Questa opinione fa cadere un po' dalle nuvole. Cnn Interactive e il Wall Street Interactive, dove il lavorio interattivo si integra armoniosamente con il resto delle redazioni tradizionali con giornalisti digitali che lavorano fianco a fianco ai colleghi della carta stampata i quali conoscono Internet e le sue logiche,  sono stati esempi di ciber-cultura editoriale avanzata. Ma evidentemente non sempre è così, anche negli Usa. Viene in mente la teoria della "Gravità Digitale" dell'e-commerce elaborata da Steve Armon, un analista di Internet il quale sostiene che pochi hanno scoperto effettivamente come funziona Internet e che l'economia digitale sarà sviluppata solo quando saranno adottate nuove tecniche e stratagemmi di sviluppo che daranno un valore effettivo ai bit.

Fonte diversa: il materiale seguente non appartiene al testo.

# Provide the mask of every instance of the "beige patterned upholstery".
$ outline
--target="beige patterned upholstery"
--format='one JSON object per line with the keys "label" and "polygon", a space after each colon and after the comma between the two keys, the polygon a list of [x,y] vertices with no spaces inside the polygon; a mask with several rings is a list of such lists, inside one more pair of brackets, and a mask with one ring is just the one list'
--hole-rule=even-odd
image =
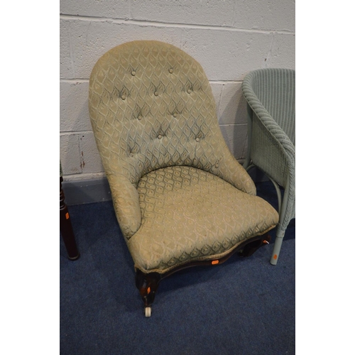
{"label": "beige patterned upholstery", "polygon": [[89,112],[135,266],[165,273],[278,223],[229,152],[201,65],[158,41],[119,45],[90,77]]}

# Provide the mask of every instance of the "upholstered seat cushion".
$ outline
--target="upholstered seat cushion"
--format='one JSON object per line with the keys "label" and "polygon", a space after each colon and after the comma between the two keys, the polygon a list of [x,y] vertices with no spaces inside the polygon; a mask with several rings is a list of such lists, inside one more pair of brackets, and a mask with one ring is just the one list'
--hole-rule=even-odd
{"label": "upholstered seat cushion", "polygon": [[141,224],[126,241],[143,272],[163,273],[221,258],[278,222],[266,201],[190,166],[152,171],[141,179],[138,192]]}

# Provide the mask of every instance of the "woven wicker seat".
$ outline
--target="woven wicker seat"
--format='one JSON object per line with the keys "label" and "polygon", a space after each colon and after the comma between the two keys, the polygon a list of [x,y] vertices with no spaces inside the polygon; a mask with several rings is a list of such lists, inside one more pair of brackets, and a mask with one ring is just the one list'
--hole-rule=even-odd
{"label": "woven wicker seat", "polygon": [[201,65],[182,50],[145,40],[111,49],[92,70],[89,102],[146,308],[164,277],[246,253],[277,224],[224,142]]}
{"label": "woven wicker seat", "polygon": [[[247,74],[243,93],[248,104],[246,170],[256,166],[278,192],[280,221],[270,262],[276,265],[285,231],[295,217],[295,72],[260,69]],[[284,188],[282,196],[279,185]]]}

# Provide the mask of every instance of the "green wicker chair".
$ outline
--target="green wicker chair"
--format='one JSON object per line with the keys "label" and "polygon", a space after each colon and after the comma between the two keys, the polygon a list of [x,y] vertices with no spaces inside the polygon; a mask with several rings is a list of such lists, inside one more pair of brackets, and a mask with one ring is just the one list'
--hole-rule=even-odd
{"label": "green wicker chair", "polygon": [[[247,74],[248,153],[244,168],[258,167],[276,188],[280,220],[270,262],[276,265],[285,231],[295,217],[295,72],[260,69]],[[282,195],[279,186],[283,187]]]}
{"label": "green wicker chair", "polygon": [[229,152],[190,55],[158,41],[112,48],[92,70],[89,106],[146,317],[164,278],[270,240],[278,213]]}

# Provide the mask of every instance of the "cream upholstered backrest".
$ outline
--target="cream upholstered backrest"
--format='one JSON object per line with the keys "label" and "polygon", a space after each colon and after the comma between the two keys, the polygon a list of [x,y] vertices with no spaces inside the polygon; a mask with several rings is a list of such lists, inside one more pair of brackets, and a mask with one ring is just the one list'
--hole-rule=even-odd
{"label": "cream upholstered backrest", "polygon": [[[255,194],[222,136],[202,67],[179,48],[137,40],[109,50],[92,70],[89,105],[111,190],[117,183],[124,190],[129,182],[136,187],[146,173],[179,165],[204,170]],[[112,195],[122,219],[117,209],[126,201],[115,201]]]}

Nelle scorse settimane in Italia sono state annunciate importanti iniziative nel campo della creazione di strutture di produzione editoriale digitale: Kataweb SpA, società costituita da Gruppo Editoriale L'Espresso SpA con l'obiettivo di sviluppare la posizione di leadership del Gruppo nel settore internet; Feltrinelli-Ricordi Mediastore (Zivago) per l'acquisto on line di libri e cd musicali, importante passo avanti   da parte del Gruppo Espresso nello sviluppo dell'attività  in Rete. I due nuclei puntano a creare  portali con proprio motore di ricerca, personal  e-mail e personal web pages, accordi di "info-commerce" con partner commerciali  in settori "e-commerce" in forte crescita, che si  estenderanno presto ad altre aree, quali i viaggi e le aste.

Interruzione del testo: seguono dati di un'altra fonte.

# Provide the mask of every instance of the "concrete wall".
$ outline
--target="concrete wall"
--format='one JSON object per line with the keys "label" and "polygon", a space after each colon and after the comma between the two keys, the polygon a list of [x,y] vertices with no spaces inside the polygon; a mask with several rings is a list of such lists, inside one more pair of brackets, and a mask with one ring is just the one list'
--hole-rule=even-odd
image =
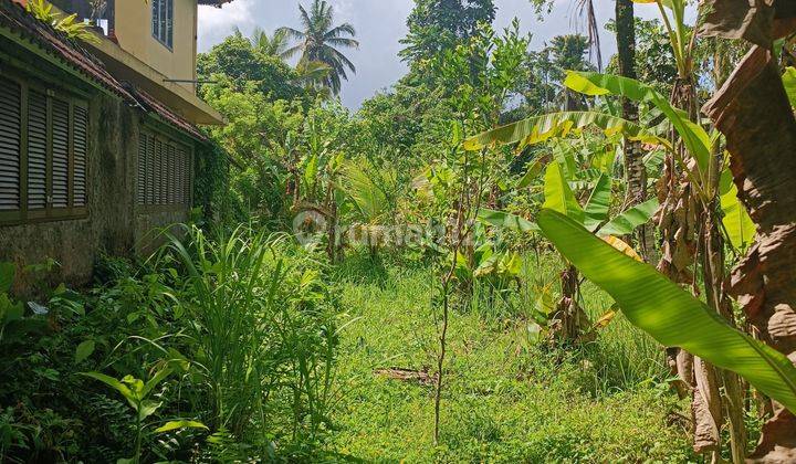
{"label": "concrete wall", "polygon": [[[151,229],[185,222],[188,208],[144,212],[135,204],[144,117],[119,98],[95,92],[90,98],[88,218],[0,225],[0,261],[14,262],[22,270],[53,259],[60,266],[50,276],[51,283],[81,286],[91,283],[102,252],[128,257],[148,253],[153,243],[146,239]],[[28,293],[33,284],[19,278],[14,292]]]}

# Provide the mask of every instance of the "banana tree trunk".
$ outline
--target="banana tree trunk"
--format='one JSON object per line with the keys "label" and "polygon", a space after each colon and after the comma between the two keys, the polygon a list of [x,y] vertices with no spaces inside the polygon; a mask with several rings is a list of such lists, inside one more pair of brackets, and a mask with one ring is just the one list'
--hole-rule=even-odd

Anche di fronte al caso italiano viene in mente il "Maguire pensiero" e cioè ci si chiede se queste iniziative non siano in realtà  una risposta esagerata alla domande di un mercato digitale che non riesce ad emergere per mancanza di un'adeguata cultura. Saranno esse dei "tappa buchi" per supplire a carenze strutturali del settore editoriale, ancora troppo distante dagli scenari indicati dalla teoria della "Gravità Digitale" oppure il viatico a mature operazioni di produzione cibereditoriale?